PETALING JAYA: Renowned humanitarian and Mercy Malaysia founder Tan Sri Dr Jemilah Mahmood has urged Malaysia to use its Asean chairmanship as a turning point not just for the region’s economic ambitions but to also redefine progress through the lens of genuine well-being and planetary health.
Speaking on “The Game of Impossible” podcast on Friday, Jemilah stressed that gross domestic product (GDP) alone is a flawed and outdated metric of development.
She said high income does not always equate to happiness or safety.
“GDP alone is a bad measure of development. You have seen countries with high GDPs but very unhappy people, very unsafe. We need a well-being economics model in which everyone can live a good life with dignity and enough economic development,” she said.
Jemilah, who founded Mercy Malaysia in 1999 after being moved by wartime footage from Kosovo, reflected on how humanitarian work has evolved from reactive disaster response to addressing the root causes of human vulnerability.
She recounted a life-changing moment from 2000, when images of a Mozambican woman giving birth atop a mango tree during severe flooding left a lasting impression.
Years later, while serving as Under Secretary-General of the International Federation of Red Cross and Red Crescent Societies, she visited Mozambique and discovered that the boy she was playing with was that very baby.
“That was my ‘aha’ moment,” she said.
“Have I been putting band-aids on gaping wounds? Until and unless we tackle the underlying drivers of why people are becoming so vulnerable, we can’t keep (applying) aid as a cure.”

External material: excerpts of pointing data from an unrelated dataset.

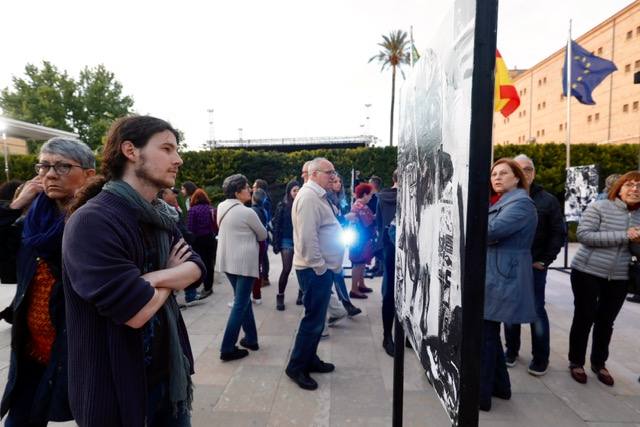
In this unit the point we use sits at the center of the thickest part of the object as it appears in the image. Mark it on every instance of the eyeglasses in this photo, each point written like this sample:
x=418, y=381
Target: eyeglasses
x=61, y=168
x=330, y=172
x=630, y=184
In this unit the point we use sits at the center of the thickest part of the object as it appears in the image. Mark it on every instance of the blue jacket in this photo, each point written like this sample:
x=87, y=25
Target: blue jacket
x=50, y=401
x=508, y=295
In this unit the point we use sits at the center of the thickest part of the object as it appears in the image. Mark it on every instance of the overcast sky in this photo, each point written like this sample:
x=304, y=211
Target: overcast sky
x=277, y=68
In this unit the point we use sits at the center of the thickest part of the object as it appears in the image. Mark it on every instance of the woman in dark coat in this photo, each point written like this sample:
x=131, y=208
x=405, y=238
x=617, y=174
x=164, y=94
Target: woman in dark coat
x=508, y=295
x=283, y=238
x=36, y=390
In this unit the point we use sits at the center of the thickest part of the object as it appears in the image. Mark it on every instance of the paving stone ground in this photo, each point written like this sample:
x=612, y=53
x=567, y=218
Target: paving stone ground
x=255, y=391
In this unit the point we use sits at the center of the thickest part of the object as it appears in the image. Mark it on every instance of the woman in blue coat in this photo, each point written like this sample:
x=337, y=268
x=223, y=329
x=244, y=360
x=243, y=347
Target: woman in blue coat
x=508, y=295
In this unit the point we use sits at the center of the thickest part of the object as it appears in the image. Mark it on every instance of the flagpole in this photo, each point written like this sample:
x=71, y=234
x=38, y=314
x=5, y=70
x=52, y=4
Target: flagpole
x=569, y=59
x=411, y=47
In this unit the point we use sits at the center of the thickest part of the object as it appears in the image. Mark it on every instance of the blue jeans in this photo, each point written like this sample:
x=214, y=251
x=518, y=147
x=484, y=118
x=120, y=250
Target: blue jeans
x=316, y=293
x=241, y=315
x=160, y=410
x=494, y=378
x=539, y=328
x=388, y=289
x=341, y=287
x=24, y=391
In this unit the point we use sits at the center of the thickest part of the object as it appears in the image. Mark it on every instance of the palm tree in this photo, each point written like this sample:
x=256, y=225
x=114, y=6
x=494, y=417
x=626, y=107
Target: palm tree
x=394, y=53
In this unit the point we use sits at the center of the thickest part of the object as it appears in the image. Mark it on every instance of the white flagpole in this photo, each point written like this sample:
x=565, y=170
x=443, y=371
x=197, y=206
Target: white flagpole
x=411, y=47
x=569, y=59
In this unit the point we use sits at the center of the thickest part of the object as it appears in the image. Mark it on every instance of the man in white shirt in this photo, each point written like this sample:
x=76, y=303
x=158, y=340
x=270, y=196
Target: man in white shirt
x=318, y=254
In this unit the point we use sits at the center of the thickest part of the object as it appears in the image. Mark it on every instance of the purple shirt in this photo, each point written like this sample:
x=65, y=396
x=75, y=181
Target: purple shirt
x=200, y=222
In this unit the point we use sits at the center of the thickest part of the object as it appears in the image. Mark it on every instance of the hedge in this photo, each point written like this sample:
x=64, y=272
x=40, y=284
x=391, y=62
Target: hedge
x=209, y=168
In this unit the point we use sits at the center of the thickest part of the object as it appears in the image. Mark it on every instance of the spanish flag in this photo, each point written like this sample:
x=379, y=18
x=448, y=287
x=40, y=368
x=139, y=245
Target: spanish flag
x=506, y=99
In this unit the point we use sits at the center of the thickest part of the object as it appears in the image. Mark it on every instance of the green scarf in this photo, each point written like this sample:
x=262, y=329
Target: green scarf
x=153, y=214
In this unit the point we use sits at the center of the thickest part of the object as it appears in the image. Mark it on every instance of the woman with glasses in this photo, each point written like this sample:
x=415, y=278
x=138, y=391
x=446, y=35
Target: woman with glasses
x=240, y=230
x=36, y=390
x=600, y=274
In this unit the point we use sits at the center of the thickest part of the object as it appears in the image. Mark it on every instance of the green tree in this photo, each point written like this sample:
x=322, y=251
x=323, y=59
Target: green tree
x=49, y=97
x=42, y=97
x=98, y=103
x=394, y=53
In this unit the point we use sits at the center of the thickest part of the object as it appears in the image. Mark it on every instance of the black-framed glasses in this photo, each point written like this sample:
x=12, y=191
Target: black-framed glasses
x=61, y=168
x=329, y=172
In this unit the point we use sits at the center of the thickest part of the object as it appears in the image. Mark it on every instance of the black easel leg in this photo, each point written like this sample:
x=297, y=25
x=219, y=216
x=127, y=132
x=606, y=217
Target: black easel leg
x=398, y=374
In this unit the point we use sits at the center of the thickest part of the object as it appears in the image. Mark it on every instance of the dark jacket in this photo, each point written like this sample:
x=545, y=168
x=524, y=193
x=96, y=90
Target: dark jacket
x=282, y=226
x=551, y=231
x=386, y=212
x=51, y=400
x=104, y=255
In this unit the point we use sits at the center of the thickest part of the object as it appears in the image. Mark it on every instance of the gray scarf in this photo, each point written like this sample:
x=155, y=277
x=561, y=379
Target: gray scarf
x=153, y=214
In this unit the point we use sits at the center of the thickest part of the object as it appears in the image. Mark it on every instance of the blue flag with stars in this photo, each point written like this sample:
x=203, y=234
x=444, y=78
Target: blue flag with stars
x=587, y=72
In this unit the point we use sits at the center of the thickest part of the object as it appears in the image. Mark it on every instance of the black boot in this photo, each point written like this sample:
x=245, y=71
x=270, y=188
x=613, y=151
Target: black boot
x=389, y=346
x=351, y=309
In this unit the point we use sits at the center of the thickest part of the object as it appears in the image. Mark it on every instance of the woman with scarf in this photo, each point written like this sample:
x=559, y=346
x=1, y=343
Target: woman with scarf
x=508, y=295
x=200, y=224
x=283, y=238
x=338, y=199
x=36, y=390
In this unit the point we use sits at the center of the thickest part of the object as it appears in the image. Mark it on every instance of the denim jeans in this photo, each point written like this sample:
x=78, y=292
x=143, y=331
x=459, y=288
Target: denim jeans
x=539, y=328
x=316, y=292
x=341, y=287
x=388, y=289
x=241, y=315
x=597, y=303
x=160, y=410
x=494, y=378
x=31, y=373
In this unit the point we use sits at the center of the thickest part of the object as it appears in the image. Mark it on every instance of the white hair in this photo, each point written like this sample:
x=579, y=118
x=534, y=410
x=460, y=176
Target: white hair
x=524, y=157
x=316, y=164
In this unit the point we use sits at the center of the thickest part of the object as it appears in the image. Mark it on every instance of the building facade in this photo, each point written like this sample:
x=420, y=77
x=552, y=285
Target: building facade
x=615, y=118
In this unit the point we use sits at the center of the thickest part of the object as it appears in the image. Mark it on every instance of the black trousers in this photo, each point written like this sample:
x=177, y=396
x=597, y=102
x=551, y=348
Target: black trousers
x=206, y=246
x=597, y=303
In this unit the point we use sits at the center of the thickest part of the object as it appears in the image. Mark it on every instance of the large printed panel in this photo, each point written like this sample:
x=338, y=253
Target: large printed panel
x=581, y=189
x=433, y=160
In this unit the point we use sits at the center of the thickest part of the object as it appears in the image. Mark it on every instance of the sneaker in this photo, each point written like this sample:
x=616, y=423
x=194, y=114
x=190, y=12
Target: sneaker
x=537, y=369
x=246, y=344
x=205, y=294
x=325, y=332
x=510, y=360
x=333, y=320
x=236, y=354
x=351, y=309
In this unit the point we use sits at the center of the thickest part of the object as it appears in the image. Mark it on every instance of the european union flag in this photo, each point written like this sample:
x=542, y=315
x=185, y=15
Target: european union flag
x=587, y=72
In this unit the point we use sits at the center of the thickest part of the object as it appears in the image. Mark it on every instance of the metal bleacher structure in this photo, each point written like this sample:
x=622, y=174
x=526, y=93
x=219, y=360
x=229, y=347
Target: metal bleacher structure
x=294, y=144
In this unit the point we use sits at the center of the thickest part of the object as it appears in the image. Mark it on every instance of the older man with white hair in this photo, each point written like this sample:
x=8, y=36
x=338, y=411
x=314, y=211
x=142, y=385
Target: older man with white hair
x=549, y=239
x=318, y=254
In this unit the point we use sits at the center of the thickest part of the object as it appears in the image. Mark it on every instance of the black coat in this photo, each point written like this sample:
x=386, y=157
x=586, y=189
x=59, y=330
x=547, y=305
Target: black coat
x=551, y=230
x=51, y=400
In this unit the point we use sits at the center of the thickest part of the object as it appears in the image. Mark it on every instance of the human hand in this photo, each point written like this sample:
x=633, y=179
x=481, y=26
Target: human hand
x=538, y=265
x=29, y=192
x=179, y=254
x=633, y=234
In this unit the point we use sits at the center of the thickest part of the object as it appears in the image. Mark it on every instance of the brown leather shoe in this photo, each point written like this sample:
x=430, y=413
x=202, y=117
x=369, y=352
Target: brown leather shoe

That realisation drove her deeper into planetary health, a field linking the well-being of humanity to the state of the Earth’s natural systems.
Upon returning to Malaysia from Switzerland during the Covid-19 pandemic, Jemilah established the Sunway Centre for Planetary Health, envisioning it as a regional hub to address intertwined challenges such as climate change, social inequality and sustainable growth.
“Asia Pacific is the most vulnerable region in the world,” she warned, urging Malaysia to lead boldly during its Asean chairmanship with real commitments to decarbonisation, halting deforestation and driving behavioural change.
She highlighted Costa Rica as an inspiring example, a country that abolished its military, invested in environmental conservation and built a thriving ecotourism sector while consistently ranking among the world’s happiest nations.
“I would rather live well than be extremely wealthy. You may have wealth but no health. We need to find the balance between well-being and wealth,” she said.
Reflecting on over two decades in humanitarian service, from conflict zones in Iraq and Afghanistan to the 2004 tsunami in Aceh, Jemilah shared searing memories, including an ambush in Iraq that claimed the lives of her colleagues and left her needing months of therapy.
“Humanitarian workers were no longer sacrosanct. International humanitarian law had been breached,” she said, describing how their clearly marked ambulance was deliberately targeted.
Through it all, Jemilah emphasised the values of humility, persistence and gratitude.
She said true leadership includes knowing when to step aside as she did by preparing a succession plan before stepping down from Mercy Malaysia.